In Rotterdam neemt de gemeenteraad donderdag het definitieve besluit of de stad in 2021 alsnog gaststad wil zijn van het Eurovisiesongfestival. Vanwege de coronapandemie besloot de European Broadcasting Union (EBU) om het songfestival, dat op 12 tot en met 16 mei in Rotterdam zou plaatsvinden, te verplaatsen naar volgend jaar.
De organisatie wil voor eind april weten of de stad bereid is ook dan toneel te zijn van het muziekfestijn. Als de gemeente besluit om geen extra middelen uit te trekken, hebben de omroepen nog tot half mei de gelegenheid om een alternatief te bedenken en heeft een andere gaststad voldoende tijd om het evenement te organiseren.
De gemeente Rotterdam maakte al 8,1 miljoen euro kosten als gaststad, waarvan maximaal 6,7 miljoen euro niet wordt gedekt door de verzekering als het songfestival in 2021 in Rotterdam doorgaat. Het Rotterdamse college heeft de gemeenteraad gevraagd dat geld ter beschikking te stellen, onder meer voor de huur en beveiliging van Ahoy, het aankleden van de stad met vlaggen en dergelijke en de aanbesteding van Eurovision Village. Dat is de naam van de officiële fanzone die op de Binnenrotte zou komen.
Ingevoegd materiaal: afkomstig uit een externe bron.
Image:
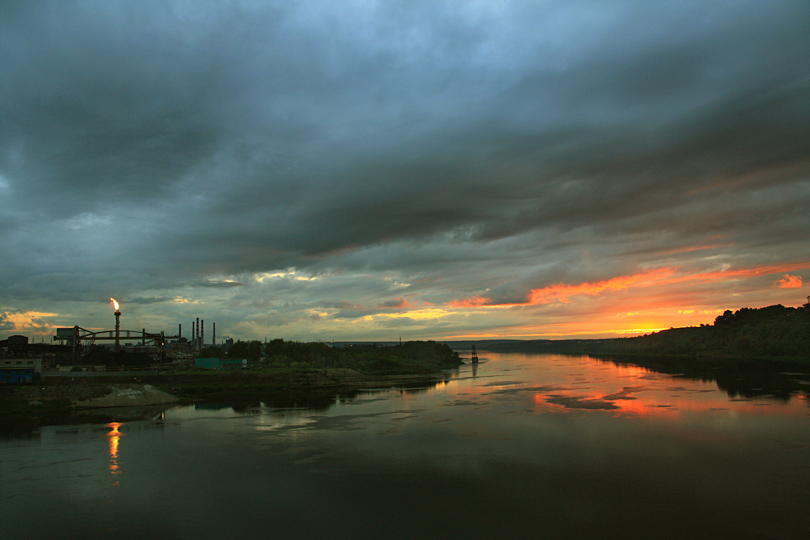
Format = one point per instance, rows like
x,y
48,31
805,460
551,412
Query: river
x,y
520,446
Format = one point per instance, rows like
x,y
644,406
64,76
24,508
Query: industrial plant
x,y
76,350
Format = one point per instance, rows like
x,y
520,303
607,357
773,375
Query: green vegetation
x,y
773,332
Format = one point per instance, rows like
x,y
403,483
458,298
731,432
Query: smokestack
x,y
117,330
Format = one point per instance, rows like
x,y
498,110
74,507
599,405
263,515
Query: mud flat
x,y
68,401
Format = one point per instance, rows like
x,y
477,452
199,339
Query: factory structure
x,y
76,349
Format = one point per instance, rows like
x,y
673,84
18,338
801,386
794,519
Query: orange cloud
x,y
563,293
396,303
790,282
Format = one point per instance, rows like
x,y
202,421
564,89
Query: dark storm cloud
x,y
164,146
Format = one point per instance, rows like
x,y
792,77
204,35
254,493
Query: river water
x,y
521,446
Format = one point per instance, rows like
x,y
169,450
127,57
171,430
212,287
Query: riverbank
x,y
85,399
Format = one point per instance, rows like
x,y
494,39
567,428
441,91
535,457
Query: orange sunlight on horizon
x,y
655,311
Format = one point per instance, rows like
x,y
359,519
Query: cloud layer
x,y
313,170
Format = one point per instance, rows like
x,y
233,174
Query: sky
x,y
376,170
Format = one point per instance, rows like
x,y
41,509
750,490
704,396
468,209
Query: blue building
x,y
220,363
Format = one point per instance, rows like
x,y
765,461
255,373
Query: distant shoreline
x,y
54,400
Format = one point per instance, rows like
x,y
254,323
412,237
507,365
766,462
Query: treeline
x,y
769,332
408,358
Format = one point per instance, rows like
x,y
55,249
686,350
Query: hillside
x,y
770,332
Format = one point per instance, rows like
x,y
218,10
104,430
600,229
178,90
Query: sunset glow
x,y
639,179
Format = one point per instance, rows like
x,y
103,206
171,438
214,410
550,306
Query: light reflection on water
x,y
521,446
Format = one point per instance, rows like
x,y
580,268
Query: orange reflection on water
x,y
114,436
583,385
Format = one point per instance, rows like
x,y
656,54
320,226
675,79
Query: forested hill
x,y
772,332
Als een andere stad gaststad wordt, lopen de kosten voor de gemeente vanwege de al gemaakte contractafspraken mogelijk verder op. Vanuit de politiek is er steun om de editie van volgend jaar te organiseren en ook hoofdlocatie Rotterdam Ahoy, dat wel wat evenementen moet verschuiven, heeft laten weten voorstander te zijn.